The new relationship stumbling block after catfishing is ghosting.
By now, viewers are au fait with “Catfish: The TV Show”, which was inspired by the 2010 documentary feature, “Catfish”, where the now reality TV host Nev Schulman was a victim.
It was also through the movie that the term “catfish”, which refers to a fake online profile that is used to bait someone into a relationship, was first coined.
As a young photographer, Schulman was catfished on Facebook.
It started with him receiving a painting of one of his pictures from Abby Pierce, an eight-year-old prodigy artist.
In engaging with Abby and her extended family, he started an online relationship with her older half-sister Megan.
It wasn’t long before Nev realised the dots were not connecting and, with the support of his brother Ariel, got to the bottom of it.
Experience may have been a cruel teacher but there was a silver lining; Nev got to help others in a similar predicament through his MTV reality show.
Over the eight seasons, where he was joined by several co-hosts, the series had two spinoffs: “Catfish: Trolls” and “Ghosted: Love Gone Missing”.
The former show was about celebrities confronting their trolls and the latter focused on helping estranged friends and dating partners reconnect with the person who ghosted them; this term refers to a cease of all forms of communication.
In the end, they either get closure or a do-over.
Now the SA version of “Ghosted: Love Gone Missing” is set to debut on MTV Africa.
And co-hosts Shamiso Mosaka, an MTV Base Culture Squad TV personality, and actor Oros Mampofu, are patrolling the streets in an effort to put an end to the heartbreak haunting many.
The reasons may shock but, in the end, that unsettling feeling of being left in limbo is, at least, no more.
On whether she relates to the show, Mosaka said: “I actually haven’t been ghosted and that’s great for me because it’s good karma since I have not ghosted anyone.
“But I do relate to the self-doubt, I mean ghosting always leaves the person who has been ghosted with a lot of questions about what they did wrong. Was I a bad kisser?
“Is there something wrong with me? Did my breath smell on the first date? Does the person not find me attractive?
“So I think we can all relate to having self-doubt! When we like someone and they are being distant, we have a lot of insecurities as a result.
“Whether you have been ghosted or not, we can all relate to the show.”
Her co-host felt differently.
Mampofu admitted: “Yes I am able to relate to the show because we know how it feels like to be rejected.
“Being ghosted to some degree feels like rejection. Being ghosted happens with different types of relationships: family, lovers and friendships.

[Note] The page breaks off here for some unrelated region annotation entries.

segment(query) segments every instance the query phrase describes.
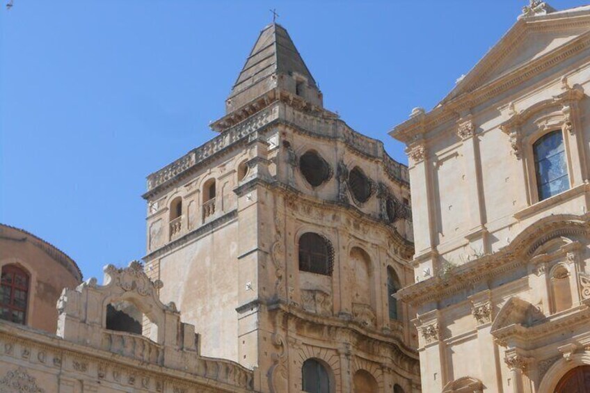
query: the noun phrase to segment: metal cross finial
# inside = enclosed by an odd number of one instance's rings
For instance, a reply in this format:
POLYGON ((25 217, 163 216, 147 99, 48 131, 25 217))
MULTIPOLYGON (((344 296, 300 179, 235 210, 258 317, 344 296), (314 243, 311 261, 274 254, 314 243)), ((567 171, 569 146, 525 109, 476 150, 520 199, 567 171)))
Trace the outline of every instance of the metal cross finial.
POLYGON ((276 8, 273 8, 272 10, 269 10, 271 11, 273 13, 273 23, 276 23, 276 18, 278 18, 280 15, 279 15, 278 13, 276 13, 276 8))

“We have all on some level been ghosted.”
Mosaka says they complement each other well.
“He is older than me and he brings in the more mature grounded aspect to the show.
“We have taken on the roles of good cop and bad cop. Oros wants to hear different sides to the story and he tries hard to understand why the ghoster, ghosted their friend or lover.
“Me, on the other hand, I am very much confrontational and just want to find out why they ghosted the other person. We balance each other in that way.
“At the end of the day, we both want the same thing and that is to help people get closure,” she explained.
Compassion goes a long way in a show like this and the hosts have it in abundance with every case.
As for some of the common reasons for ghosting, Mosaka said: “I have found that, for those who have been ghosted, it really wasn’t their fault.
“It does obviously make you question your self-esteem and make you ask a lot of questions about what you are doing wrong but ultimately, the ghosters, always come out to say, ‘It actually has nothing to do with you, and it’s all me.
“I am the one who was not ready for commitment’.
“And that is great because it gives people an opportunity to learn that you don’t always have to blame yourself for the way someone else treats you.”
With the ghosting phenomenon becoming increasingly popular, Mampofu weighed in on whether it was a kinder or harsher way to let someone down.
He said: “I don’t think ghosting is cool! Anything that puts you in a position to feel like there is a gap or a void around a situation is not cool and that makes ghosting much harsher. It is a harsher way but many people see it as an easier way out.
“I am always surprised by people’s stories on the show.
“Every episode left me shook because I realised there are different levels of being ghosted and I wasn’t aware of them until I interacted with the different guests on the show.”
“Ghosted: Love Gone Missing” airs on MTV Africa (DStv channel 130) on Mondays at 9.30pm.